Sprawled along the southern Pacific Ocean, Peru is divided into three regions: the heavily populated coastal plain; the Andes Mountains, where cattle and agriculture predominate; and the humid eastern lowlands, inhabited by isolated Amerindian tribes.
Once part of the vast Incan empire, Peru has emerged from decades of civil strife as a growing economy. Three out of four Peruvians live in cities. Nearly half are Indians and many are mestizo (descended from Spanish and Indian ancestry). Spanish and Quechua are Peru's official languages. The majority of Peruvians are Catholic. Compassion works mostly in the western part of the country along the Pacific Ocean, but also has child development centers in the upper jungle and in some Andean towns in the central and eastern regions.

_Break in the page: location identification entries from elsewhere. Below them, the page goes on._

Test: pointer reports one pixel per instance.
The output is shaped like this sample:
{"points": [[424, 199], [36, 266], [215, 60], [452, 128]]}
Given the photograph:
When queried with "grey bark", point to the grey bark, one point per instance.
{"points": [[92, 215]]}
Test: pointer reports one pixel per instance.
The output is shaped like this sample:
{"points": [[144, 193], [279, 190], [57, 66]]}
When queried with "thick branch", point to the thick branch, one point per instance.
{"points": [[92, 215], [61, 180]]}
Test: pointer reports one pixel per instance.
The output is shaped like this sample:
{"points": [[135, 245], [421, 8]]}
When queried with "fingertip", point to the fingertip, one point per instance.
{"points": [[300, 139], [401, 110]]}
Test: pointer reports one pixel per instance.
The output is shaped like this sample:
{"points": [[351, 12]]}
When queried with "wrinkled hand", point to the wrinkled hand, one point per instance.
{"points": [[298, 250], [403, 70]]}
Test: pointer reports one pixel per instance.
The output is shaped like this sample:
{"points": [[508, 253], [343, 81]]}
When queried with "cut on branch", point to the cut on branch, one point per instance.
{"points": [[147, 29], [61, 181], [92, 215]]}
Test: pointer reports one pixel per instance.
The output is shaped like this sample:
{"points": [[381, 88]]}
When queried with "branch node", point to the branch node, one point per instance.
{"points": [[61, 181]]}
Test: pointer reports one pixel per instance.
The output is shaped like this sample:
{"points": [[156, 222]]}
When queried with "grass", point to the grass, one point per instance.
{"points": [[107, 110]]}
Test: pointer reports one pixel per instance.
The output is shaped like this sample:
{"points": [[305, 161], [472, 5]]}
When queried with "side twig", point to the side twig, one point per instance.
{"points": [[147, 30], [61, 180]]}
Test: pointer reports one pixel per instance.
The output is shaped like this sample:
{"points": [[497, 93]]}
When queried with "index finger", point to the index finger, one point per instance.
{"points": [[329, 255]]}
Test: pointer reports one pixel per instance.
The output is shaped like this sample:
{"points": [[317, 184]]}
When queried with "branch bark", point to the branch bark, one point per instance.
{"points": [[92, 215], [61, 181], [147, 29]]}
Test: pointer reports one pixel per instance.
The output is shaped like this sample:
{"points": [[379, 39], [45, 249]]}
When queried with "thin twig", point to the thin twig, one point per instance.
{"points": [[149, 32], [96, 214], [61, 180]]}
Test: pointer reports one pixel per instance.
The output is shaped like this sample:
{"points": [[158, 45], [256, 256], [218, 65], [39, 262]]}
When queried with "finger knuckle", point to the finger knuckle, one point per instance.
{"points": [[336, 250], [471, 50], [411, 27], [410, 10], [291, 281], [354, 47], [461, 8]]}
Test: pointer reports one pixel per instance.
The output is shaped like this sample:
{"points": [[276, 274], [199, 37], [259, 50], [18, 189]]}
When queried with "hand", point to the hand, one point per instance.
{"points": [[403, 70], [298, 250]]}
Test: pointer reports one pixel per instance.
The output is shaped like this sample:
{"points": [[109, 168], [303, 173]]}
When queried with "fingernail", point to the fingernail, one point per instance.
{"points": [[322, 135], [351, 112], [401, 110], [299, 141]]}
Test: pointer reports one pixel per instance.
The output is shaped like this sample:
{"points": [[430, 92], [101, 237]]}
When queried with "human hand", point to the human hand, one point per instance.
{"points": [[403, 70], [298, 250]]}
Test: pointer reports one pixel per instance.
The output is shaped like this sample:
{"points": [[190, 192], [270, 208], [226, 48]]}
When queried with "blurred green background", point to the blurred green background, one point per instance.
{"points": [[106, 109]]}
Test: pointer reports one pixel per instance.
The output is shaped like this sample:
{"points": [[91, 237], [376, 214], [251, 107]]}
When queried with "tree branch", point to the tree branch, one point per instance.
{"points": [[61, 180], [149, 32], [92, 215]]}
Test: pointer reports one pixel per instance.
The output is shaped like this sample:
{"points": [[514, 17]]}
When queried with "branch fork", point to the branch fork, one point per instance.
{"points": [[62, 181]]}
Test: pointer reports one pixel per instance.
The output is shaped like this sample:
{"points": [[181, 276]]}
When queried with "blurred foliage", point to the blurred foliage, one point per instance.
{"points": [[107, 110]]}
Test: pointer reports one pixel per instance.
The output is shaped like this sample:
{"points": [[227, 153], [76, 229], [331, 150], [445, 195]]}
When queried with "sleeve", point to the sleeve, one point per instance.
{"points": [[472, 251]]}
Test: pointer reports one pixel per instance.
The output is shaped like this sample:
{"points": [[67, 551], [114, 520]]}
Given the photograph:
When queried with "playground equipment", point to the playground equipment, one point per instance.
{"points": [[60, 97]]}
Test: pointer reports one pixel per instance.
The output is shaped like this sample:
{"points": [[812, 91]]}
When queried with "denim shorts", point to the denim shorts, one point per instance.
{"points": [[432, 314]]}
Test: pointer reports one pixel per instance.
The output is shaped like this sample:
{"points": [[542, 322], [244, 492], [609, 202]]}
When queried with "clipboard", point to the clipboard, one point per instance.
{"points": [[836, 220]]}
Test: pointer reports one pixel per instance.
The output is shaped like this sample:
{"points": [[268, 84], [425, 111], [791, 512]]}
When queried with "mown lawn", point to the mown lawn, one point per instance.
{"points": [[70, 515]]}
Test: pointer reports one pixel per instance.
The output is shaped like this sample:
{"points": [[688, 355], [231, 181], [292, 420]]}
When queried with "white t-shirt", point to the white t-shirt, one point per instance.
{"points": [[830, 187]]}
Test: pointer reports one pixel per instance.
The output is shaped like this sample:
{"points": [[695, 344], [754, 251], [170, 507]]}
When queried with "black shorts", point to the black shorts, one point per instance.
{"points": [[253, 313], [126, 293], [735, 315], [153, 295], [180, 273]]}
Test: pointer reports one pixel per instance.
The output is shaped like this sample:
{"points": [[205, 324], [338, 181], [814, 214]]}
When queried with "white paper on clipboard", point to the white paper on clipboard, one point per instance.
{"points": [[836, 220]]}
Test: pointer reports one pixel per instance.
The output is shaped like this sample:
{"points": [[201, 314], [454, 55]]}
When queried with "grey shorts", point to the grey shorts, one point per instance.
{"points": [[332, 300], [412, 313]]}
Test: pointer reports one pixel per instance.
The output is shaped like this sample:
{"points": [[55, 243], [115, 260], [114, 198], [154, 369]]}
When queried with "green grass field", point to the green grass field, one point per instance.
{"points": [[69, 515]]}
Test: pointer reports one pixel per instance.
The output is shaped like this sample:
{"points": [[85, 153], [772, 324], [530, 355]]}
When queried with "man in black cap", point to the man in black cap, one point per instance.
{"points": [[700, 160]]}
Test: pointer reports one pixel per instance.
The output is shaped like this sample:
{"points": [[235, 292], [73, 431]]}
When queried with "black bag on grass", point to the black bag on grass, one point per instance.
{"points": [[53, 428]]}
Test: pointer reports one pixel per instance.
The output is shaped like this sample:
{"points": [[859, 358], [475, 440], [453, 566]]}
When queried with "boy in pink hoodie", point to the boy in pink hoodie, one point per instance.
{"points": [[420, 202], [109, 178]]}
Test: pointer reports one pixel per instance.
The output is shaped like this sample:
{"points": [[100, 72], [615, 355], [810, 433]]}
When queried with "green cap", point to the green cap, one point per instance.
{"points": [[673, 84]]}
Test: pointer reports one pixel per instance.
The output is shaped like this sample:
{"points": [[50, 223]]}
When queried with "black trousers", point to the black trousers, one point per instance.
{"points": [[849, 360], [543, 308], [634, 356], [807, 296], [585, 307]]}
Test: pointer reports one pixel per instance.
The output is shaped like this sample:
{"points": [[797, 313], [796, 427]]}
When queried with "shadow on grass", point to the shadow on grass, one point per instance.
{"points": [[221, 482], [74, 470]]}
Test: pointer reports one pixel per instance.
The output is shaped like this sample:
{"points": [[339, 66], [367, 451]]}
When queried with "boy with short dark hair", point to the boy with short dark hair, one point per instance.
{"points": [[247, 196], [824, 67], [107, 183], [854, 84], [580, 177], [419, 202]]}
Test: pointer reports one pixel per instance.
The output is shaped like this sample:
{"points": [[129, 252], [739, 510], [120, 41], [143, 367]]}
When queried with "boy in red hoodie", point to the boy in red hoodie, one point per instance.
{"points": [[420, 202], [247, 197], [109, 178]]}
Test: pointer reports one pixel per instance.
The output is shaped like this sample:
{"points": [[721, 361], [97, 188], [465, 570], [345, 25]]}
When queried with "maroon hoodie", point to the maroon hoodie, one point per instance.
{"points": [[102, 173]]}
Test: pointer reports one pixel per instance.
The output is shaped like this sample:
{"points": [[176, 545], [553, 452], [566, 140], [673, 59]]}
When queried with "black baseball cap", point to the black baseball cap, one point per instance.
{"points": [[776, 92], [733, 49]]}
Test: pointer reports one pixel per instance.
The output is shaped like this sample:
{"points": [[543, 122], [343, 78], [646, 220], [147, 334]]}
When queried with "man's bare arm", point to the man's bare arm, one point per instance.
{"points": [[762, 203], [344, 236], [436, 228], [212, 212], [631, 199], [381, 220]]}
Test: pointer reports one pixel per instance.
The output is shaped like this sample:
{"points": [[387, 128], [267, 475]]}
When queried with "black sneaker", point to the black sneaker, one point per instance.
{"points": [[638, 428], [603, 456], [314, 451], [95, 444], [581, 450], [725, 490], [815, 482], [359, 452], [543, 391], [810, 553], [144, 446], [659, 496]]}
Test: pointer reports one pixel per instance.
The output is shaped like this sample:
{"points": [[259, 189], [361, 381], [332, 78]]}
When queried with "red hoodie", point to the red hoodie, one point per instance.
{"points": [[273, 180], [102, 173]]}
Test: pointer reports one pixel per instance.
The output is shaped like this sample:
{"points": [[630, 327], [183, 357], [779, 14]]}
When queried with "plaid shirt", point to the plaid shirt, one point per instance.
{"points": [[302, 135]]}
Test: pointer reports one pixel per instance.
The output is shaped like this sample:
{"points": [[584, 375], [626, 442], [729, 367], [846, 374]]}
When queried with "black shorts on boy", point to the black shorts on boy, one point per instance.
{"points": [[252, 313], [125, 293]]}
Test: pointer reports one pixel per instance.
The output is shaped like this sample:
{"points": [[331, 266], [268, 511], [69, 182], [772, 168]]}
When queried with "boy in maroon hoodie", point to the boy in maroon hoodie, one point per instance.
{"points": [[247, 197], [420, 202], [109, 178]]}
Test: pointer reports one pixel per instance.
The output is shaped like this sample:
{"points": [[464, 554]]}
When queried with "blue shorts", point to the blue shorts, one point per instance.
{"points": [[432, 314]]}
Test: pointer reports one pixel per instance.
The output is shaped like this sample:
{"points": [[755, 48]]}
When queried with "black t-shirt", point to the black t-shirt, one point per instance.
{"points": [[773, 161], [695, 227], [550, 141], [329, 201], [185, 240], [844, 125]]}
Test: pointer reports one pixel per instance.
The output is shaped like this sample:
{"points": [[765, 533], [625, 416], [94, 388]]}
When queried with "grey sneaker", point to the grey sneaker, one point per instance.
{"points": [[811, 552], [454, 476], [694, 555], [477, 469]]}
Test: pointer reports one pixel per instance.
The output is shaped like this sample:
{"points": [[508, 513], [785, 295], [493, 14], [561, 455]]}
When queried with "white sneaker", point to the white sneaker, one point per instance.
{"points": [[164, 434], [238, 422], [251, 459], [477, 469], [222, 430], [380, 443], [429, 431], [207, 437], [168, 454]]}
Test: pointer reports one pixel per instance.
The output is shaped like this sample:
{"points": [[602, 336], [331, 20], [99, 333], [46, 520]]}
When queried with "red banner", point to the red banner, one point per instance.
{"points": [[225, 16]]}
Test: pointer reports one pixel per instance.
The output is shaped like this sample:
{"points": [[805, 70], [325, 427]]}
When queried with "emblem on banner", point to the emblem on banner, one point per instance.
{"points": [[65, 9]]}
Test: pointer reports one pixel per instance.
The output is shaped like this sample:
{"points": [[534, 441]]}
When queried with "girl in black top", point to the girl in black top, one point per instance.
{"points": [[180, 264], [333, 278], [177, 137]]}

When Spaniard Francisco Pizarro landed in Peru in 1532, the Incas ruled a vast empire rich in silver and gold, which soon fell to the conquistadors. Spain ruled the area until 1821, when Peru won its independence. Since then, Peru's government has alternated between military and civilian dictators and reform-minded leaders. During the 1970s and 1980s, the country struggled with inflation, a decline in per-capita income, and guerrilla violence. A strong economy and increased stability prevailed in the 1990s, although the government was criticized for human rights violations. The 2006 elections saw the return of former president Alan Garcia who vowed to improve social conditions and maintain fiscal responsibility.